During this period, he will carry out aerial navigations which are equivalent to thirty circumnavigations of the Earth, and will then be admitted in 1958 to the Naval Academy and where he will distinguish himself by his ability to navigate with the most precision during regattas by all the time by relying on an exceptional physical endurance capacity.
He will therefore be seconded by the Navy as a full-time officer to defend the colors of the Navy during regattas and international nautical competitions such as the solo Atlantic crossing or the Transpacific with Pen Duick 5. C It was at this point that Eric Tabarly would come across future young conscripts who would make up the future elite of French sport navigation, such as Titouan Lamazou, Jean Le Cam and Olivier de Kersauson, at the discretion of the crews around him.
It was during this period that Eric Tabarly successively wore a Lip Nautic replaced in the mid-seventies by an Omega Constellation Chronomètre de Marine, a watch revolutionary in its precision, also worn by Jean-Yves Cousteau and others. celebrities from the sea world.

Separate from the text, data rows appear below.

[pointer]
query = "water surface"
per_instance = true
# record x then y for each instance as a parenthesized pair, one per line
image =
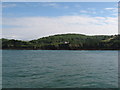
(60, 69)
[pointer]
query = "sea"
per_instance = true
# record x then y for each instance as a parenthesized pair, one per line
(59, 69)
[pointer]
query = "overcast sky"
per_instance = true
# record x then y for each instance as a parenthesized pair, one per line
(32, 20)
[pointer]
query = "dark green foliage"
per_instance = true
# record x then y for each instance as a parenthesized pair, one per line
(66, 42)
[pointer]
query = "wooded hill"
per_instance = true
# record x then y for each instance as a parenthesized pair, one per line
(66, 42)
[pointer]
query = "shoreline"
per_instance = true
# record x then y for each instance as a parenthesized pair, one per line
(68, 49)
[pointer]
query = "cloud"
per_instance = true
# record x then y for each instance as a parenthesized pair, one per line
(89, 11)
(6, 5)
(35, 27)
(112, 9)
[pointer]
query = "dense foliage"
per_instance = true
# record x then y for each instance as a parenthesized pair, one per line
(66, 42)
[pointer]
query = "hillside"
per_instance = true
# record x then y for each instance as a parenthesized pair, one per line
(66, 42)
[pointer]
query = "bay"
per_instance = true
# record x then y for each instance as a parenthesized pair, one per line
(59, 69)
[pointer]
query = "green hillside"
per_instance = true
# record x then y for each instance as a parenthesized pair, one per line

This watch in the image of the navigator represents the most precise of wristwatches, a precision that will earn the Omega Constellation Mégaquartz 2.4 caliber 1516 the title of Marine Chronograph, a distinction until there only accessible to the bulky on-board clocks that equip the command posts of ships.
And it is indeed the foresight and the ability to use the best of the tools at his disposal to perform that Eric Tabarly stands out from the other great navigators of that time, an ingenuity that will allow him to remain at the top of the nautical competition. Lightening of its "Pen Duick" with the use of plywood, use of an alloy hull, development of the concept of rotating masts, planning hull, ballasts or even spinnaker sock and finally an innovation that allows the boat to fly on water: the foils of the “Paul Ricard” which will allow him to rack up records aboard a boat which gives him back the sensations of “man flying” from his beginnings.
Innovations that will mark the world of pleasure and sports marine and which are today reused by the manufacturers of pleasure boats, but which also equip the boats, true "Formula-One of the seas" which race the Vendée-Globe or win the America's Cup.
A legacy to the world of shipbuilding which will remain an example of transmission of performance and a quest for precision which will earn him to remain one of the men most inclined to know how to take advantage of the technical advances of his time.
And if there is a parallel to be drawn between his nautical exploits and the world of watchmaking, I would remember that at the start of his career in the 1950s, the pilot of the Naval Air Force Tabarly sailed through the air with his typical Auricoste chronograph 20, the bi compax model with two counters equipped with a return-in-flight mechanism and notched rotating bezel which will allow it to take the most precise headings in flight, it will then in the sixties use a Lip Nautic in its debut as a regatta champion Ski: watch equipped with state-of-the-art water resistance (characteristic essentially due to its Super Compressor case manufactured by the company E. Piquerez SA, the company known for having created the case for the Heuer Monaco). At the end of the sixties, it was with a Yema Yatchingraf Cruise that he won many races. Finally, in the 1970s, at the height of his glory, having made a lasting mark on the world of solo sailing, he used the most precise wristwatch in the world: the Omega Megaquartz 2.4 Marine Chronograph. Marine Chronometer equipped with the most precise high-frequency movement in the world: the Omega caliber 1516.